Step-By-Step Instructions
Alright, let’s get to the fun part – making the Modaks!
- Prepare coconut-jaggery stuffing: In a pan, combine the grated coconut, jaggery, and ghee. Cook over medium heat, stirring constantly, until the jaggery melts and the mixture comes together. Continue cooking until most of the moisture evaporates – you want a slightly dry, crumbly mixture. Stir in the cardamom powder and let it cool completely.
- Make rice dough: In a saucepan, bring the water to a boil with the salt and ghee. Gradually add the rice flour, stirring continuously to prevent lumps. Keep stirring until the mixture forms a smooth, non-sticky dough. It might take a little elbow grease!
- Rest the dough: Cover the dough with a damp cloth and let it rest for about 10 minutes. This allows the flour to hydrate and makes the dough more pliable.
- Shape the Modaks: Divide the dough into small, equal-sized balls. Flatten each ball into a disc, keeping the edges slightly thinner than the center.
- Fill and seal: Place a spoonful of the cooled coconut-jaggery stuffing in the center of each disc. Carefully pleat the edges of the dough to seal the filling inside, forming a dumpling shape. Alternatively, you can use a Modak mould for a perfectly shaped Modak.

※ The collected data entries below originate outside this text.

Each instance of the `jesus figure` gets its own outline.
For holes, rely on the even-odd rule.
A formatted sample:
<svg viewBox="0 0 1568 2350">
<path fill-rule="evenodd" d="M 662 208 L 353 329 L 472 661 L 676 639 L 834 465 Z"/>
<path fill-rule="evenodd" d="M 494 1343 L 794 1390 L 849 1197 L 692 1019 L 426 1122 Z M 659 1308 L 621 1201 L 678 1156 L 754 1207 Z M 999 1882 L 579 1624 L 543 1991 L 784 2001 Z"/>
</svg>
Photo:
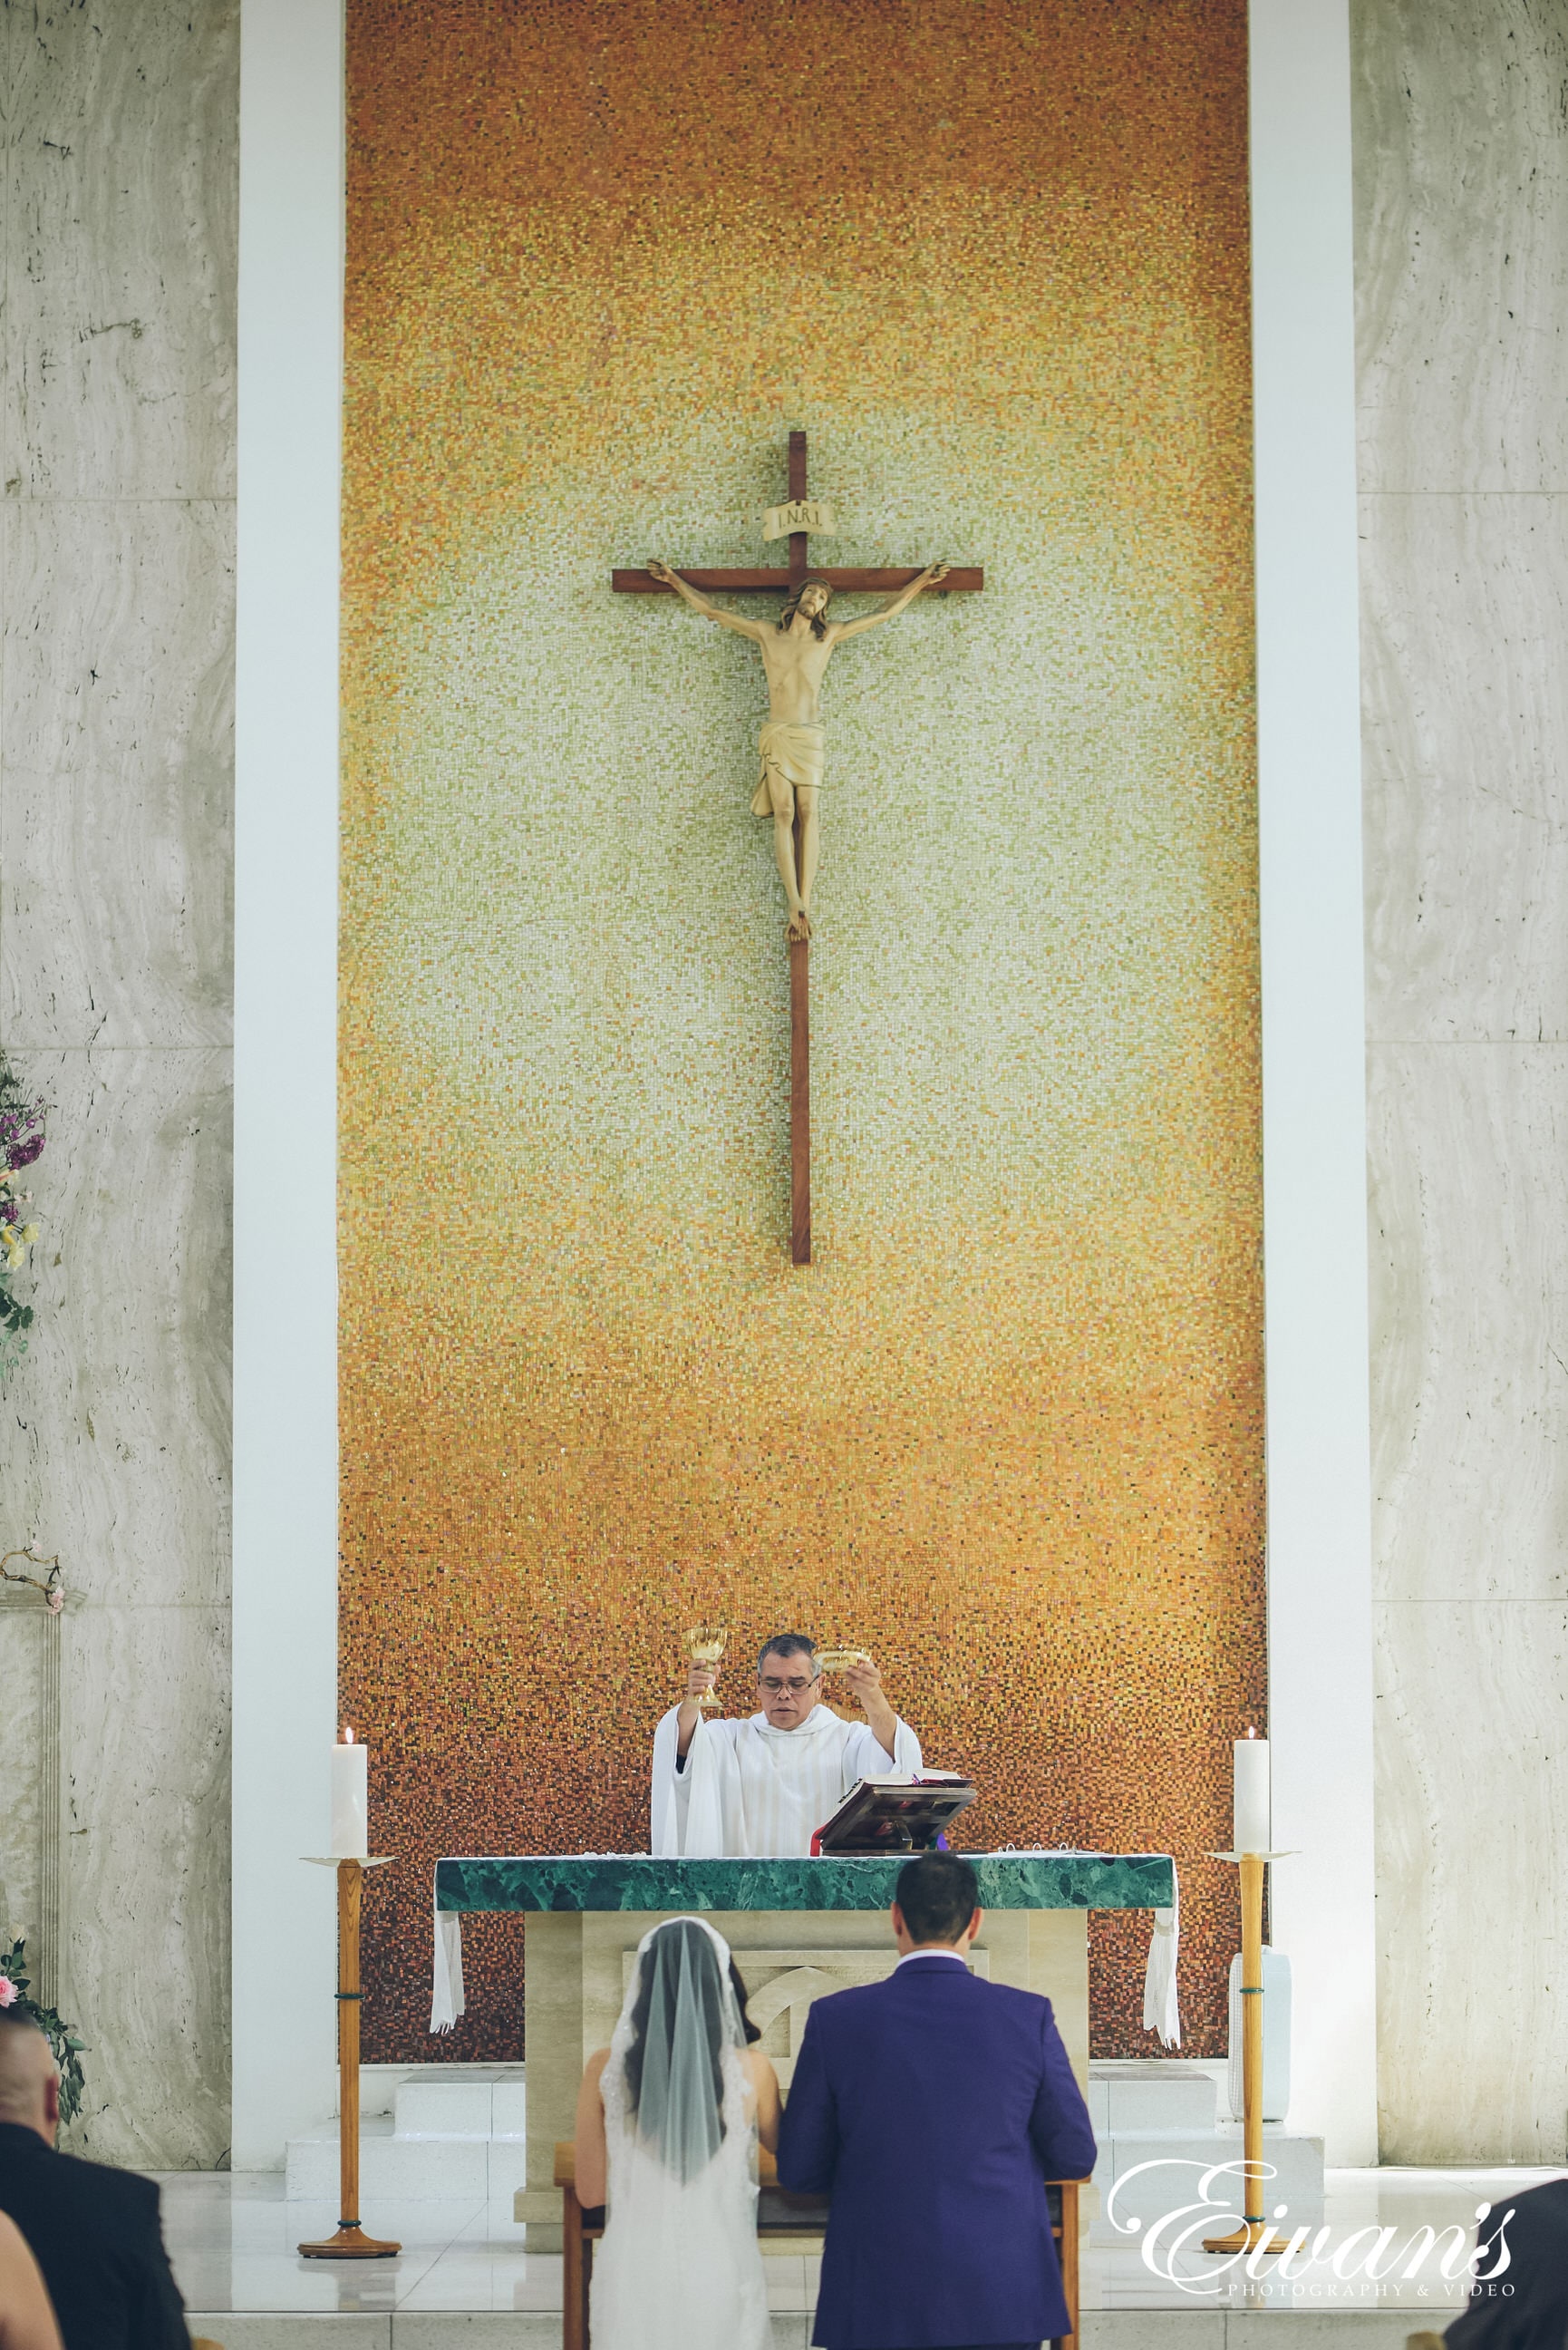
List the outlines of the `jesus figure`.
<svg viewBox="0 0 1568 2350">
<path fill-rule="evenodd" d="M 694 1664 L 684 1701 L 654 1734 L 654 1852 L 804 1859 L 857 1779 L 919 1771 L 919 1740 L 888 1704 L 869 1657 L 844 1677 L 863 1722 L 841 1721 L 821 1703 L 813 1644 L 779 1632 L 757 1659 L 761 1711 L 747 1721 L 707 1721 L 697 1700 L 717 1676 L 711 1665 Z"/>
<path fill-rule="evenodd" d="M 811 890 L 816 879 L 816 795 L 822 788 L 822 680 L 833 649 L 851 637 L 878 629 L 896 612 L 912 604 L 922 588 L 934 588 L 948 576 L 945 563 L 929 563 L 907 588 L 889 598 L 879 612 L 858 620 L 830 620 L 827 599 L 833 590 L 826 579 L 807 579 L 797 588 L 778 620 L 748 620 L 726 612 L 706 596 L 688 587 L 668 563 L 650 563 L 649 570 L 666 588 L 673 588 L 705 620 L 750 637 L 763 656 L 768 681 L 768 723 L 757 743 L 762 775 L 752 800 L 753 816 L 774 820 L 774 856 L 779 879 L 789 901 L 792 939 L 811 936 Z M 799 862 L 795 856 L 795 814 L 800 815 Z"/>
</svg>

- Steam the Modaks: Grease the plates of a steamer with a little ghee or oil. You can also use turmeric leaves to line the plates for a traditional touch (and a lovely aroma!). Arrange the Modaks on the greased plates, ensuring they aren’t touching. Steam for 10-15 minutes, or until the dough looks translucent.
Expert Tips
- Don’t overcook the stuffing! You want it to be slightly moist, but not runny.
- If the dough is too sticky, add a little more rice flour, one teaspoon at a time.

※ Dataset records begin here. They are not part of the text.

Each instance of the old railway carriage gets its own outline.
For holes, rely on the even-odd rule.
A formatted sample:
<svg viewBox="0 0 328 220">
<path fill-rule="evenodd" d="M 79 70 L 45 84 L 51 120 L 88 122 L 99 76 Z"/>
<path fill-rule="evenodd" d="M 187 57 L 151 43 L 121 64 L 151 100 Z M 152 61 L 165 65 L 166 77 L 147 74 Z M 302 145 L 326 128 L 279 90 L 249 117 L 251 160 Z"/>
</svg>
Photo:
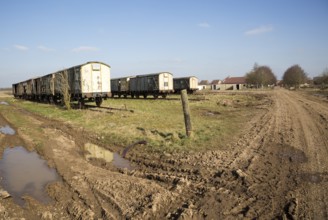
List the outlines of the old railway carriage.
<svg viewBox="0 0 328 220">
<path fill-rule="evenodd" d="M 13 84 L 13 94 L 16 98 L 33 99 L 35 79 L 29 79 L 20 83 Z"/>
<path fill-rule="evenodd" d="M 110 80 L 112 97 L 117 95 L 118 97 L 124 96 L 126 98 L 130 95 L 130 78 L 122 77 Z"/>
<path fill-rule="evenodd" d="M 188 93 L 194 93 L 198 90 L 198 78 L 195 76 L 180 77 L 173 79 L 173 88 L 175 93 L 180 93 L 186 89 Z"/>
<path fill-rule="evenodd" d="M 60 102 L 65 88 L 71 100 L 83 105 L 95 101 L 98 106 L 110 97 L 110 66 L 102 62 L 88 62 L 55 73 L 13 84 L 15 97 Z"/>
<path fill-rule="evenodd" d="M 130 78 L 129 85 L 132 97 L 147 98 L 148 95 L 152 95 L 154 98 L 166 98 L 169 93 L 173 93 L 173 75 L 169 72 L 137 75 Z"/>
<path fill-rule="evenodd" d="M 71 98 L 84 104 L 85 100 L 95 101 L 100 106 L 103 99 L 111 95 L 110 66 L 101 62 L 88 62 L 55 73 L 54 93 L 61 96 L 63 91 L 63 76 L 67 72 L 67 81 Z"/>
</svg>

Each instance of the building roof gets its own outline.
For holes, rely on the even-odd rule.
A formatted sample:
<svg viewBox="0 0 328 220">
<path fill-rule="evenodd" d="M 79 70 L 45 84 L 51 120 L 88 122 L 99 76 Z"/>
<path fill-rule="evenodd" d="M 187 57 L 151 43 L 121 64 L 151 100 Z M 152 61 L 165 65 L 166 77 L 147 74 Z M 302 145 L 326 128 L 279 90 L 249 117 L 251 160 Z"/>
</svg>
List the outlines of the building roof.
<svg viewBox="0 0 328 220">
<path fill-rule="evenodd" d="M 212 85 L 217 85 L 217 84 L 221 84 L 222 83 L 222 80 L 219 80 L 219 79 L 215 79 L 211 82 Z"/>
<path fill-rule="evenodd" d="M 198 85 L 209 85 L 209 81 L 208 80 L 202 80 L 198 83 Z"/>
<path fill-rule="evenodd" d="M 223 84 L 245 84 L 246 78 L 245 77 L 227 77 L 222 82 Z"/>
</svg>

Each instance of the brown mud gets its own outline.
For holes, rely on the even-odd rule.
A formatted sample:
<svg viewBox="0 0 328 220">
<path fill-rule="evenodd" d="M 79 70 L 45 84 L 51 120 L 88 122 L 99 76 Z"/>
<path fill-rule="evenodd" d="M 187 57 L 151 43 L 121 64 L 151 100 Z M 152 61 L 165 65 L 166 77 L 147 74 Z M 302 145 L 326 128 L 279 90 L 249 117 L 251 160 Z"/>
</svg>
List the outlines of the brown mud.
<svg viewBox="0 0 328 220">
<path fill-rule="evenodd" d="M 26 197 L 27 206 L 0 198 L 1 219 L 327 219 L 328 103 L 314 96 L 275 89 L 270 102 L 232 137 L 225 150 L 125 156 L 134 169 L 87 160 L 83 129 L 9 106 L 42 128 L 38 153 L 62 182 L 48 185 L 51 205 Z M 0 114 L 5 147 L 33 146 L 33 139 Z M 27 147 L 28 148 L 28 147 Z M 30 150 L 32 150 L 31 147 Z"/>
</svg>

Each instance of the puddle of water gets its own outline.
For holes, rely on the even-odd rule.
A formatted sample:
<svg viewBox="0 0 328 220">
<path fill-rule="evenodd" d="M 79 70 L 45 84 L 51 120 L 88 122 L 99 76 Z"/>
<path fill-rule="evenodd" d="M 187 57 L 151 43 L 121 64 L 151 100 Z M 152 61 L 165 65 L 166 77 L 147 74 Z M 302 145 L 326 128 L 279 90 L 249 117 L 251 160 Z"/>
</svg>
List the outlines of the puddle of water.
<svg viewBox="0 0 328 220">
<path fill-rule="evenodd" d="M 0 133 L 14 135 L 16 132 L 10 126 L 6 125 L 4 127 L 0 127 Z"/>
<path fill-rule="evenodd" d="M 117 168 L 127 168 L 128 170 L 132 170 L 132 166 L 130 161 L 121 157 L 118 153 L 113 153 L 109 150 L 106 150 L 98 145 L 86 143 L 84 145 L 84 150 L 88 153 L 85 155 L 86 159 L 90 158 L 98 158 L 103 159 L 108 163 L 113 163 L 114 166 Z"/>
<path fill-rule="evenodd" d="M 0 102 L 0 105 L 9 105 L 8 102 Z"/>
<path fill-rule="evenodd" d="M 0 160 L 0 176 L 2 187 L 21 206 L 25 204 L 22 198 L 24 195 L 42 203 L 51 202 L 45 187 L 48 183 L 59 180 L 55 169 L 49 168 L 36 152 L 29 152 L 23 147 L 4 150 Z"/>
</svg>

- If the dough is too dry, sprinkle a little water, one teaspoon at a time.
- Greasing the steamer plates well is crucial to prevent the Modaks from sticking.
Variations
Want to switch things up? Here are a few ideas:
- Vegan Adaptation: Simply substitute the ghee with a plant-based ghee alternative. Coconut oil works well too!
- Gluten-Free: This recipe is naturally gluten-free, as it uses rice flour.
- Spice Level: Adjust the amount of cardamom powder to your liking. You can also add a pinch of nutmeg or cloves for a warmer flavor. My grandmother always added a tiny bit of grated nutmeg!
- Festival Adaptations: During Ganesh Chaturthi, it’s customary to offer 21 Modaks to Lord Ganesha. You can also arrange the Modaks in a specific pattern on the plate as an offering.
Serving Suggestions
Serve the Modaks warm, as a devotional offering or a delightful snack with a cup of chai. They’re also lovely with a drizzle of ghee or a sprinkle of grated coconut.
Storage Instructions
Leftover Modaks can be stored in an airtight container in the refrigerator for up to 2-3 days. Reheat them gently in a steamer or microwave before serving.
FAQs
Let’s answer some common questions:
- What is the significance of Modak? Modak is considered Lord Ganesha’s favorite sweet. It symbolizes joy, happiness, and prosperity.
- Can I use store-bought grated coconut? Yes, you can, but fresh coconut is highly recommended for the best flavor.
- How do I know when the stuffing is ready? The stuffing should be slightly dry and crumbly, and it should hold its shape when pressed together.
- What is the best way to steam the Modaks? Ensure the steamer is properly heated and the plates are well-greased. Don’t overcrowd the plates.
- Can I make Modaks ahead of time and freeze them? Yes, you can! Freeze the unsteamed Modaks on a baking sheet lined with parchment paper. Once frozen, transfer them to a freezer-safe bag or container. Steam them directly from frozen, adding a few extra minutes to the steaming time.